Onder normale omstandigheden bevindt zich ook water in de holtes van een zeoliet en als je de zeoliet verhit, gaat de steen schuimen: het water kookt eruit.
Het driedimensionale netwerk van tetraeders heeft als grotere eenheid de zogenaamde sodalietkooi, zie CHEMIE 6V § 23.4, blz 160. De hoeken van deze kooi zijn silicium(of aluminium)atomen en de lijnen tussen deze hoeken zijn gewoon getekende lijnen. De binding Si-O-Si van het ene naar het andere Si-atoom maakt een hoek en is geen rechte lijn! Zie de afbeelding hieronder van een stukje sodaliet.

Tekening van de sodalietkooi

De sodalietkooi in tetraeders.

Als je alleen naar de bollen van de zeolietstructuur kijkt, zie je de sodalietkooi erin. Deze sodalietkooien zijn via het vierkant of de zeshoek aan elkaar gekoppeld, waardoor een poreuze constructie ontstaat met ook tussen de sodalietkooien holtes, zie de afbeelding van zo’n constructie.

Sodalietkooien in verschillende stapelingen.

Sodalietkooien in een zeolietstructuur (Faujasiet, Zeoliet Y).

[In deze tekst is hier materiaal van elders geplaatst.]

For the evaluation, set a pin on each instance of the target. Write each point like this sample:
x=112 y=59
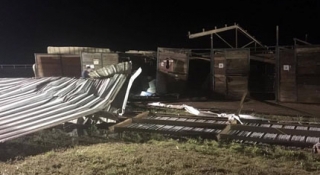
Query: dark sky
x=28 y=27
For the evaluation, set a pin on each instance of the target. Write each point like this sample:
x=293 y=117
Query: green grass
x=54 y=152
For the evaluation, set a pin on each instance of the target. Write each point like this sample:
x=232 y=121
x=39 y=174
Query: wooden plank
x=128 y=121
x=177 y=133
x=263 y=140
x=180 y=123
x=309 y=93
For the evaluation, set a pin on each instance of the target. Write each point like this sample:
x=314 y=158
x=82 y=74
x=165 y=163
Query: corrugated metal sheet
x=28 y=105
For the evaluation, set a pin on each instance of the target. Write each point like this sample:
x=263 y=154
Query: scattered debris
x=198 y=112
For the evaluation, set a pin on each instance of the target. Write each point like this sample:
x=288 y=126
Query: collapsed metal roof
x=28 y=105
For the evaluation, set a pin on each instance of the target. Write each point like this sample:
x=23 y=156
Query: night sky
x=28 y=27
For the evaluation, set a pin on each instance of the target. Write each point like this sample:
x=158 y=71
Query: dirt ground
x=254 y=106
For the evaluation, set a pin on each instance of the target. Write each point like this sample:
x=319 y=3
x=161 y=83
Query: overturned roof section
x=28 y=105
x=108 y=71
x=74 y=50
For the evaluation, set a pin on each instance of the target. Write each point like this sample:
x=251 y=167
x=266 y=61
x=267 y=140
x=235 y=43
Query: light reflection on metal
x=28 y=105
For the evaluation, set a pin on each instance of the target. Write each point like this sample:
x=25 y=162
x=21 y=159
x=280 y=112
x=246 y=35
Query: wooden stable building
x=299 y=74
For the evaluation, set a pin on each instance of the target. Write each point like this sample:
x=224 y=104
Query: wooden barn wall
x=172 y=70
x=98 y=60
x=231 y=72
x=308 y=74
x=287 y=82
x=57 y=65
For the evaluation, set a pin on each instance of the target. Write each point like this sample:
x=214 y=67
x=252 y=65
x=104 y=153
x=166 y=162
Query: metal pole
x=277 y=65
x=236 y=38
x=212 y=63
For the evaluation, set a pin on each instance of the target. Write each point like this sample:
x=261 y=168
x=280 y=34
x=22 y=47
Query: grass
x=54 y=152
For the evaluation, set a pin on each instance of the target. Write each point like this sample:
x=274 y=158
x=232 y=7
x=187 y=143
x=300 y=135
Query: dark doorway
x=198 y=77
x=262 y=80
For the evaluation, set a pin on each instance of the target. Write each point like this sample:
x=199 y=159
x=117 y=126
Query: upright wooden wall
x=287 y=82
x=308 y=74
x=231 y=72
x=300 y=75
x=172 y=70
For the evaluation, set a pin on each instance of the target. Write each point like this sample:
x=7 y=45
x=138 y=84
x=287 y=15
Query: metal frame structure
x=235 y=27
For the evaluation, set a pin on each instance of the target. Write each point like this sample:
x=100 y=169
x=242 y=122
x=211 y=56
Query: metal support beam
x=224 y=40
x=236 y=37
x=277 y=65
x=212 y=84
x=247 y=44
x=196 y=35
x=304 y=42
x=250 y=37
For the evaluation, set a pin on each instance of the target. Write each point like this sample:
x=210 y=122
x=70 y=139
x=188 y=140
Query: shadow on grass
x=43 y=141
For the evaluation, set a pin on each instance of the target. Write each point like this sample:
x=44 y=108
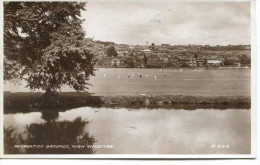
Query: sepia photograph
x=128 y=79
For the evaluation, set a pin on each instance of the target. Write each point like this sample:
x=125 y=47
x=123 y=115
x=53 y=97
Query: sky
x=202 y=23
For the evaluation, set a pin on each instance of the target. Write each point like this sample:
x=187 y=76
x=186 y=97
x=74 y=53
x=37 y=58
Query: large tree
x=44 y=43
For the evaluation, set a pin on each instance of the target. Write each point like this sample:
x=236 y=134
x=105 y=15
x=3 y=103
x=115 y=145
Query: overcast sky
x=169 y=22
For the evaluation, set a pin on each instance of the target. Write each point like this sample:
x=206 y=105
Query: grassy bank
x=28 y=102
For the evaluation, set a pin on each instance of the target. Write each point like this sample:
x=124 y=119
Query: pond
x=129 y=131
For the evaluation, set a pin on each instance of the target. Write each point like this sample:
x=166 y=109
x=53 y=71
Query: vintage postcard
x=128 y=79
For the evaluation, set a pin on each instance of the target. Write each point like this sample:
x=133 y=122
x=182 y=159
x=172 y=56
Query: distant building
x=115 y=62
x=153 y=59
x=147 y=51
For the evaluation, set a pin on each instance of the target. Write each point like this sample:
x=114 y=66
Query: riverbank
x=28 y=101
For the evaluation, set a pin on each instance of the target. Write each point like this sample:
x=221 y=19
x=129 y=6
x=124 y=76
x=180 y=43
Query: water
x=142 y=131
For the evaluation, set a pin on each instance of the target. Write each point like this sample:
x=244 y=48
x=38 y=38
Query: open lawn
x=204 y=82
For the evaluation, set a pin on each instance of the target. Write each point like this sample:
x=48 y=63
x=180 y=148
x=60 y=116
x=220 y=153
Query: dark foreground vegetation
x=28 y=102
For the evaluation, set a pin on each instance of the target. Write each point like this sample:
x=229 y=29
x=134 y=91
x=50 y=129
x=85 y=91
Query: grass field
x=205 y=82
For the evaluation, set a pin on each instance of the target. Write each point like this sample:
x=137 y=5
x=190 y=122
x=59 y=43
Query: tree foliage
x=44 y=44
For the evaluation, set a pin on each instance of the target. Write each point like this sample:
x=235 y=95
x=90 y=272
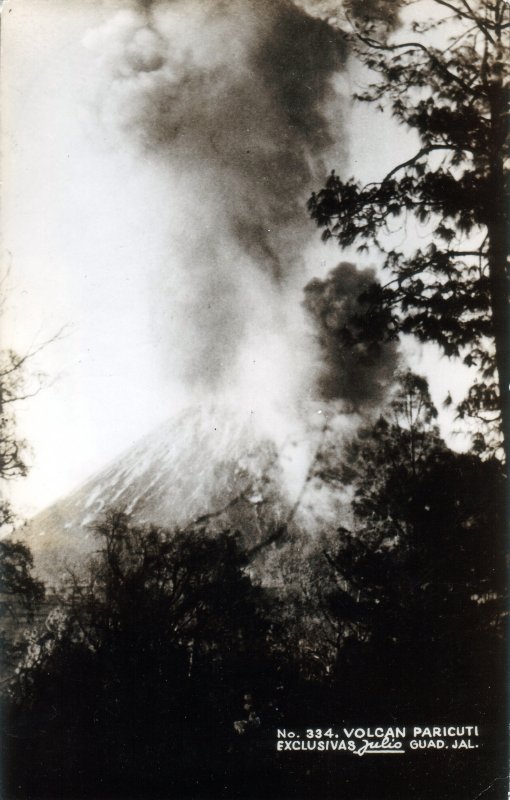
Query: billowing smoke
x=358 y=359
x=230 y=99
x=234 y=103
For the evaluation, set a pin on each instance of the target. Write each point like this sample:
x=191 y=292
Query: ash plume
x=229 y=99
x=358 y=360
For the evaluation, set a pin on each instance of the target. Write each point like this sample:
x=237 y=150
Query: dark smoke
x=237 y=87
x=233 y=100
x=358 y=360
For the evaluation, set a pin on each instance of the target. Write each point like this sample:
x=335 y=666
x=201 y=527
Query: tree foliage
x=449 y=84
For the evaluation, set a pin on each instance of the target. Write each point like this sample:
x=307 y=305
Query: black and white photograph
x=254 y=399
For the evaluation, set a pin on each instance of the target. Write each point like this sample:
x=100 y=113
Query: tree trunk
x=497 y=226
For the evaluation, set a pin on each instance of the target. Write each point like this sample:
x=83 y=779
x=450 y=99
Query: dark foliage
x=419 y=583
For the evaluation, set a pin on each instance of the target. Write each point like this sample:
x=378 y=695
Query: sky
x=137 y=217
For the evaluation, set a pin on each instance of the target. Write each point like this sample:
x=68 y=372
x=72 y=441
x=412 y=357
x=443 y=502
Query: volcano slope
x=199 y=471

Deze holtes in zeolieten geven ze ook de eigenschap dat ze gebruikt kunnen worden als molecuulzeven (vaak zegt men moleculaire zeven): sommige moleculen kunnen wel door de holtes bewegen, andere moleculen worden vastgehouden. Dit is de basis voor weer een scheidingstechniek.
Zeolieten worden eveneens veel als katalysatoren gebruikt. Eigenlijk zijn het “co-katalysatoren”. De echte katalysator is in de zeoliet opgenomen en de ruimtelijke structuur van zeoliet zorgt voor andere randvoorwaarden, die het proces goed doen verlopen (Chemie 6V paragraaf 23.3).
Ook van zeolieten zijn op het internet mooie plaatjes te vinden, zoek met “structure of sodalite cages” op de Engelse Google.